Tip #4: Listen and be open
Of course you have a lot to say, but listening to your child will yield much greater rewards than talking.
“It’s important to listen more than you talk and maintain a healthy curiosity,” Grover says. “Don’t be quick to judge, talk about yourself or share a cautionary tales, as that will come across as not trusting your kid or having confidence in them.”
20 questions to ask teens
So where do you start? If you feel like your teen has drifted from you or you want to start opening lines of communication early on, try asking these 20 questions that will get your teen talking and build your relationship in the process.
Ask them about their friends
It goes without saying that you want to know who your child is hanging out with, but military-style interrogations are a guaranteed way to get your teen to shut down fast. Instead of coming from a place of suspicion, be genuinely curious about your teen’s world and the people who inhabit it.
Some friend questions to ask:
- Why are you friends with so-and-so?
- Do you feel good about your friendship with him or her?
- What kind of things do you like to do together?
“These questions will help parents get a better understanding of whether or not their child’s friendship is a positive or negative influence in their life,” says Morrison. “If you determine that the friendship is more of a bad influence, you can then ask follow up questions.”
Two follow-up questions Morrison suggests are:
- What will you do if this person makes you do something you don’t want to do?
- How do you think this person will impact your life?
Ask them about school
Teenagers are spent when they come home from school, so expecting them to give you a dissertation on their day after a generic question is unrealistic.

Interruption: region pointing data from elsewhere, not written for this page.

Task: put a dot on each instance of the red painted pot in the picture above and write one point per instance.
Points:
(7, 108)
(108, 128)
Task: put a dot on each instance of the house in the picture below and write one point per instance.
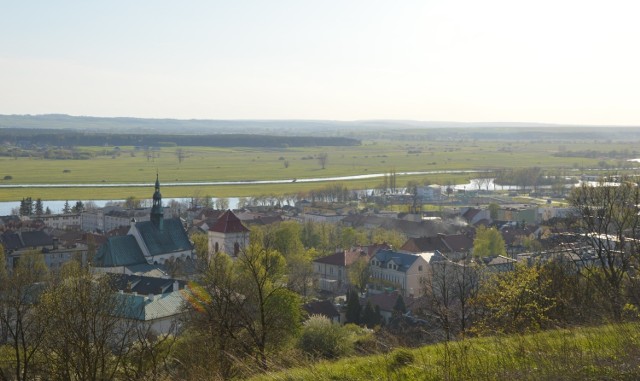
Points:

Instead, get specific.
“I’ve learned that I’m rarely going to get much of a response when I say to my daughter: ‘How was school?’” says New York City mom Rebecca Owens.
So, instead, when speaking to her 16-year-old about her day and school in general, Owens asks more detailed questions, such as:
- Who is your favorite teacher this year?
- Who is your least favorite teacher this year?
- What’s your all-time favorite class?
- What’s your least favorite class?
- Did anything funny happen with [friend] at school today?
- What’s your favorite lunch to have at school?
“When all else fails, I always ask my daughter what she had for lunch, if she bought, or about her all-time favorite school lunches,” says Owens. “It isn’t super probing, and I get a small peek into her day.”
Ask light-hearted questions
A good chunk of many teens’ lives revolve around pop culture and frivolity, so why not ask about that? Not only is your child more likely to talk if it’s about something they’re genuinely interested in (and don’t feel put on the spot), you may just remember what it’s like to be in their shoes.
“It’s so important to keep a sense of humor when talking with your teen,” says Grover. “Be playful and open, and your child will reward you with the same attitude. Getting information and providing strong leadership doesn’t have to be done so through a dictatorship.”
Light-hearted questions to bring up:
- What’s your favorite app?
- What’s your favorite filter on social media?
- What’s your favorite TV show?
- Who’s your celebrity crush and why?
- What’s your favorite band/singer?
- What’s your favorite song of all time?
Ask big questions
Sometimes the time and place is ripe for getting your teen to really talk. The important thing is to be cognizant of these rare situations, and, still, to allow things to happen organically.
“I had the best talk with my son recently on a long car ride,” says Keri Peterson, of Wheat Ridge, Colorado. “I was hoping we’d get to talk more than we normally do, but I didn’t want to force anything. We covered so many big topics — marriage, death, family — and to be honest, I’m not even sure how it happened! My son was in the mood to talk, so I just sort of followed his lead.”
Big questions to consider:
- Do you want to get married one day?
- What do you think happens when we die?
- Do you think you have enough support at home? If not, how can we change that?
And if your child is the one-word type, don’t worry; other forms of communication exist.
“If your teen doesn’t like talking, think about other ways to communicate,” says Golomb. “Some kids will ‘talk’ more through art or through writing journal messages to each other. The important thing is that you’re listening in every way you can.”